Medici e burnout: prevenire e curare attraverso il linguaggio dell’intelligenza emotiva


a cura di Elisabetta Cofrancesco, medico.

Relazione presentata all’evento formativo ECM organizzato dall’Ordine dei Medici di Milano il 15 febbraio 2020, presso il Westin Hotel, Milano, dal titolo “Interventi integrativi per prevenire ed affrontare il burnout

La letteratura internazionale riporta dati allarmanti sulla salute dei medici.
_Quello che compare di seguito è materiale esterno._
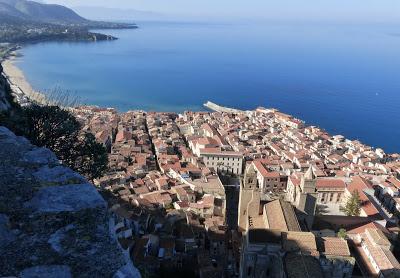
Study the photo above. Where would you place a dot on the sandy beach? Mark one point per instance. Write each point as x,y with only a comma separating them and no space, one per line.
22,90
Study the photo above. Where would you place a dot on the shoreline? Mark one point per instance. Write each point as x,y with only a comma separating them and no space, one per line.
21,88
25,95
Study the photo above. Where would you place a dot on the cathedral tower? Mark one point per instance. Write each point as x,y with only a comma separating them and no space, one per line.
249,198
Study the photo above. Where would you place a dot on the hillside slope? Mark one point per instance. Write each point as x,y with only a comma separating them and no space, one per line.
34,11
53,223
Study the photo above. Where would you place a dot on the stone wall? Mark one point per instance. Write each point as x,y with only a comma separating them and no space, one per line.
53,223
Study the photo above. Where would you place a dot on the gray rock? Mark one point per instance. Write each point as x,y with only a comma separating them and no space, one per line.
6,235
56,238
66,198
58,175
47,271
41,156
59,221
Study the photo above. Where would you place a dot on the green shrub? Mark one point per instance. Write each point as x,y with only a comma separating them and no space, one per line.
58,130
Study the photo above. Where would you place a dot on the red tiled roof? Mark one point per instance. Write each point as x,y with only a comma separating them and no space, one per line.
330,183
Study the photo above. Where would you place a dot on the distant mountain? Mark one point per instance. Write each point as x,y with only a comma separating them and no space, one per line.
38,12
115,14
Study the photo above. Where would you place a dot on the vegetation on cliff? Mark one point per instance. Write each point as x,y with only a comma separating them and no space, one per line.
58,130
28,21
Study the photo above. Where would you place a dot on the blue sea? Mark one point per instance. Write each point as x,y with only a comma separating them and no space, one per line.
344,78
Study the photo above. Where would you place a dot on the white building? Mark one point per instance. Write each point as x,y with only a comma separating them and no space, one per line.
225,161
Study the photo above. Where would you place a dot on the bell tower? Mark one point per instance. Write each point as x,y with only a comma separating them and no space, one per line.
306,201
249,198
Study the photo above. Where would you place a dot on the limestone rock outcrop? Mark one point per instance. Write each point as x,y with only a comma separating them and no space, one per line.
53,223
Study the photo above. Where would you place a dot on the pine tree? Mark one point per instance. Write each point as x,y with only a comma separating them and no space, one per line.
353,205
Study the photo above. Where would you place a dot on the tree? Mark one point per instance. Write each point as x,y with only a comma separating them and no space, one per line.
58,130
88,157
342,233
353,205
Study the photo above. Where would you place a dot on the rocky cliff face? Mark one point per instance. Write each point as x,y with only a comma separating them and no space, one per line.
4,90
53,223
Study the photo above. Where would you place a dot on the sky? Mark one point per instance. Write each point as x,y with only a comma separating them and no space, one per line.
337,10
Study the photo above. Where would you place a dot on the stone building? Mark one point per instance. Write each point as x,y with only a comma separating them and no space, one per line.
249,198
304,197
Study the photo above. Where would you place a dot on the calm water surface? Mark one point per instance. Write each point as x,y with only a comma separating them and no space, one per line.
344,78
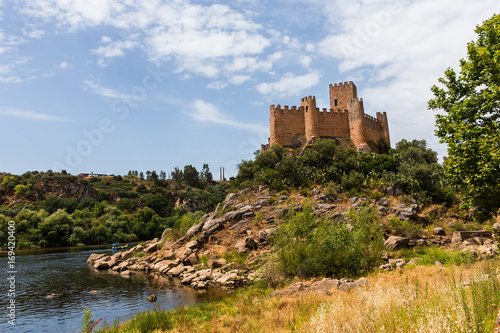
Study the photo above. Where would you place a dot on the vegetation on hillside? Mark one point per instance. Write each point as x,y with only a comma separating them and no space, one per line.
57,209
421,299
470,124
411,167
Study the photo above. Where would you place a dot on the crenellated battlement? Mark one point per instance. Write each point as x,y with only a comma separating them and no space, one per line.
343,84
344,119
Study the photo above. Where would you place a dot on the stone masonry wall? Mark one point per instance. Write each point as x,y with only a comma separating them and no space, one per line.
344,119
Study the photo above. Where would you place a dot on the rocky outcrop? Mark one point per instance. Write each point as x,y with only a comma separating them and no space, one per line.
324,287
396,243
246,226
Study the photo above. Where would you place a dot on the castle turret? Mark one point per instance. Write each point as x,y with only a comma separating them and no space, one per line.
341,93
273,137
357,126
310,117
382,119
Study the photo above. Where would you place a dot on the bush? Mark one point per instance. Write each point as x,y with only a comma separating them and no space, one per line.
308,246
404,228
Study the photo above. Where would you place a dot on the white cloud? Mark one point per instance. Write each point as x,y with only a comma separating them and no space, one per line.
289,84
305,61
239,79
200,39
32,115
64,65
206,112
401,50
218,85
112,50
97,89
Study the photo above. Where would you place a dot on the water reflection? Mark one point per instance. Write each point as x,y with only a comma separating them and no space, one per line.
65,273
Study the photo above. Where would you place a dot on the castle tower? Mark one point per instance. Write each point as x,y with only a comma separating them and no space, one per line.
308,104
273,139
341,93
382,119
357,126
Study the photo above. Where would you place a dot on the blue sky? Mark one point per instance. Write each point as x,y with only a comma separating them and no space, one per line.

Circa il 40-50% dei medici presenta sintomi significativi di esaurimento e burnout: depressione e dipendenza da alcool, farmaci e sostanze sono frequenti, i suicidi e i pensieri di suicidio (6-12%) hanno un tasso più che doppio rispetto a quello di altri professionisti e tra le donne medico sono tre volte più frequenti rispetto ai colleghi maschi.

E il problema inizia presto: gli studenti di medicina, gli specializzandi e i giovani medici, infatti, avrebbero i tassi di stress e burnout più elevati. Alcuni fattori della cultura medica concorrerebbero al drammatico fenomeno. Pranay Sinha, medico specializzando presso la Yale School of Medicine, parla di “perfezionismo, infallibilità, onnipotenza”che spesso mascherano, soprattutto nei medici alle prime armi, un enorme senso di inadeguatezzaA ciò si aggiunga una forte competitività e una sorta di addestramento – del tutto inconsapevole! – per diventare insensibili alle emozioni più forti: rabbia, sofferenza, dolore, paura…  fino all’”indurimento del cuore”(Is there hardening of the heart during medical school?, Acad Med 2008). Gli studenti di medicina iniziano gli studi universitari con entusiasmo ed empatia, con un reale desiderio di aiutare gli altri… tuttavia, durante il percorso essi imparano a mascherare i loro sentimenti, o peggio ancora a negarli.

Il burnout – una sindrome caratterizzata da esaurimento emotivo e ‘spersonalizzazione’ (che include negatività, cinismo e incapacità di esprimere empatia o dolore) ha gravissime conseguenze sia in termini di costo umano che di inefficienza del sistema. Dal punto di vista della relazione medico-paziente aumentano da parte del paziente insoddisfazione e diffidenza e si moltiplicano gli episodi di aggressività; aumenta il numero di errori medici – fino al doppio!-;  aumentano le denunce di malasanità e il ricorso alla medicina difensiva. Dal punto di vista organizzativo e istituzionale si registrano perdita di efficienza e di produttività, maggiori costi, e aumento del contenzioso medico-legale. 

Numerosi sono i fattori esterni che concorrono a determinare il burnout: eccesso di burocrazia, problemi organizzativi e scarso personale, orari e carichi di lavoro eccessivi, tensioni lavorative con i colleghi, bassi stipendi e conseguente calo motivazionale. Ma esistono anche fattori personali: scarsa/nessuna educazione alla cura di sé e al riconoscimento dei propri bisogni, inefficiente gestione delle proprie energie psico-fisiche, conflitti casa-famiglia, motivazione affievolita.

Ora, se è vero che l’intervento sulle istituzioni e sull’organizzazione del lavoro richiede pianificazione, risorse e tempi che per il momento è difficile quantizzare, è anche vero che si può fin da subito intervenire parallelamente su tre obiettivi personali fondamentali:

  1. aiutare il medico a ‘conoscere’ e a ‘riconoscer-si’ il problema: molti medici non ‘sanno’ neppure di star male e, se lo sanno, tendono a ignorarlo e non si curano.
  2. aiutare a imparare a chiedere aiuto, offrendo all’interno delle strutture sanitarie uno sportello di counseling o gruppi di counseling per consentire di condividere le proprie difficoltà e confrontarsi nei momenti più critici (Counseling reduces physician burnout, JAMA 2019).
  3. promuovere interventi di formazione al fine di sviluppare padronanza delle proprie (e altrui) emozioni lavorando sull’intelligenza emotiva, potenziando le capacità personali di resilienza, e accettando i propri limiti e la propria vulnerabilità.

E’ importante che la formazione dei medici (prima e dopo la laurea) prepari non solo al ‘saper fare’, ma anche al ‘sentire’ e al ‘saper essere’ ovvero ‘saper stare’ con la sofferenza, il dolore, l’ansia, la paura nella ‘giusta distanza’. E con ‘giusta distanza’ intendo un modo di stare nella relazione che faccia sentire il paziente accolto e compreso, e il medico empatico, centrato e sicuro nel suo ruolo.